LAWS(RAJ)-1951-3-6

MULTANMAL Vs. PARBATSINGH

Decided On March 19, 1951
MULTANMAL Appellant
V/S
PARBATSINGH Respondents

JUDGEMENT

(1.) THIS is a petition by one Multanmal for cancellation of the bail granted to one Parbatsingh by the learned Sessions Judge, Jodhpur, in exercise of the powers under section 498 of the Criminal Procedure Code. The accused Parbatsingh was arrested on the 12th of June, 1949 and was committed to the court of Additional Sessions Judge, Balotra on 11th of May, 1950. By 5th of January, 1951, seven witnesses were examined for the prosecution and on that date he applied to the learned Sessions Judge for being released on bail. His earlier application to the trial Judge had been dismissed. The learned Sessions Judge by an order dated 16th of February, 1951 directed his release on bail on his executing a personal bond of Rs. 10,000/- and two sureties of Rs. 5,000/- each, The operative portion of the order is that the prosecution did not suggest that the accused would abscond or tamper with the prosecution evidence and that there has been an undue delay on the part of the prosecution to bring witnesses to the court although it was a right of the accused to demand a speedy trial. He also observed that he had considered all the facts and circumstances of the case together with the question of delay in the trial and had come to the conciusion that it was a fit case for the grant of a bail.

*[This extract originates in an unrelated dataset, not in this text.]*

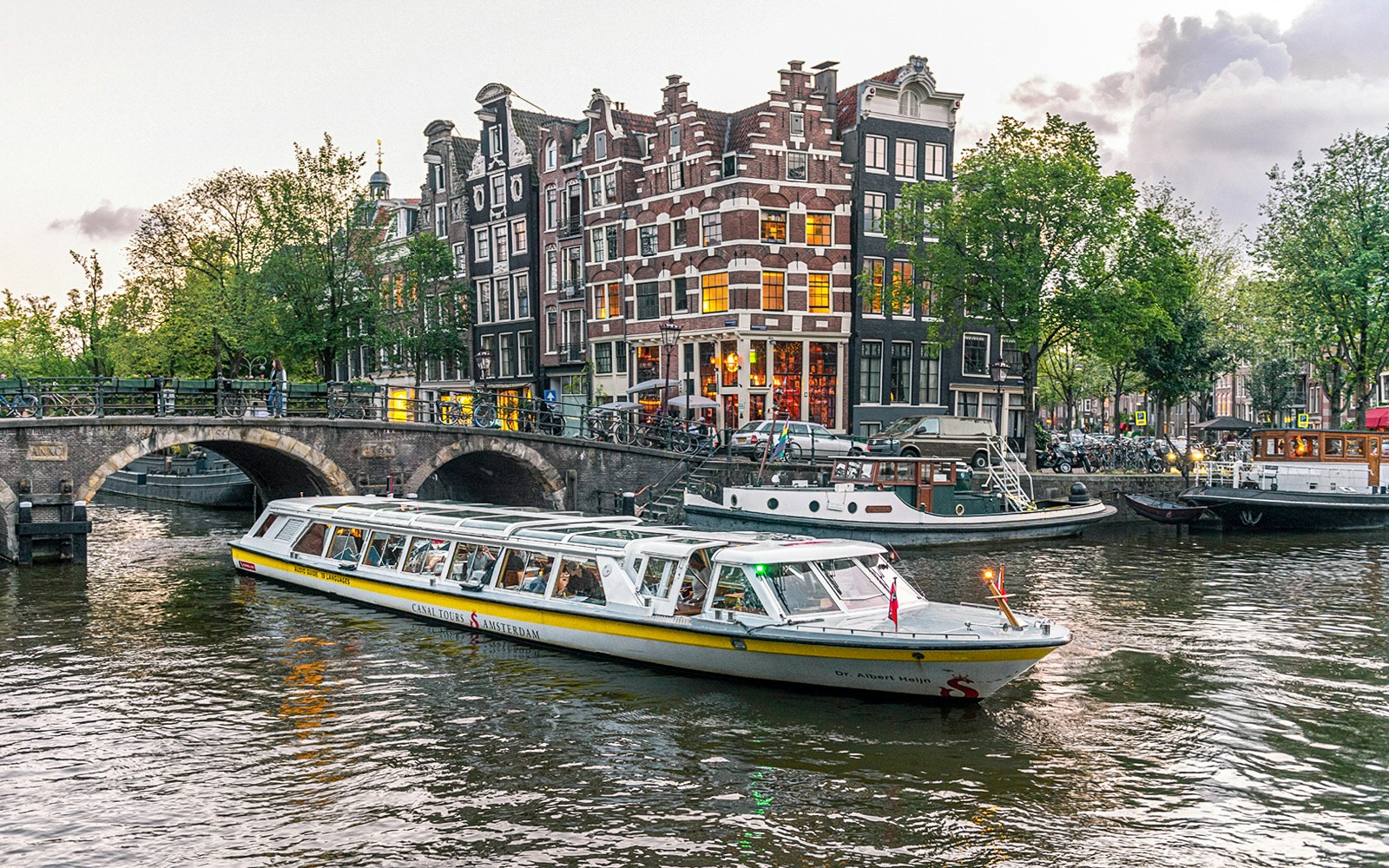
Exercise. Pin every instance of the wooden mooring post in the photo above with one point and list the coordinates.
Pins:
(52, 525)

(2.) ONE Multanmal moved this petition on 21st of February, 1951 that the bail should be cancelled. Mr. Chandmal, the learned counsel for the petitioner conceded that Multanmal was neither the person who lodged the first information report nor a witness in the case. In criminal cases in which the State is the prosecutor, it is only the State who may be affected by the grant of bail. In this case, the state has not preferred any revision or petition for cancellation of the bail. On notice being issued to the Government Advocate, he made a statement that according to the certain instructions of the Law Department he is unable to file such petitions unless instructed to do so by the Government and that in this particular case, he had not moved the Government and no instructions had been received. He, however, supported Multanmal and argued that in this court on several occasions, the support made by the Government was considered as a motion by the Government. Reference was made to an unreported decision Virdi Shanker vs. The State, revision No. 212 of 1950 decided on 6th September, 1950. I however, find from the judgment in that case delivered by Mr. Justice Bhardwaj that the Government had presented a petition soon after a motion by a private person. In my opinion, in the absence of a motion from the State, Multanmal had no locus standi to present this petition and the contention of the learned Government Advocate that his support to a motion like this without instructions of the Government should be taken as a motion by the Government cannot be accepted. Although the above decision is sufficient to dispose of this petition, elaborate arguments were advance 1 as to power of the High Court to interfere with order granting bail by the learned Sessions Judge and in deference to the very learned arguments made before me I propose to address myself to this question as well.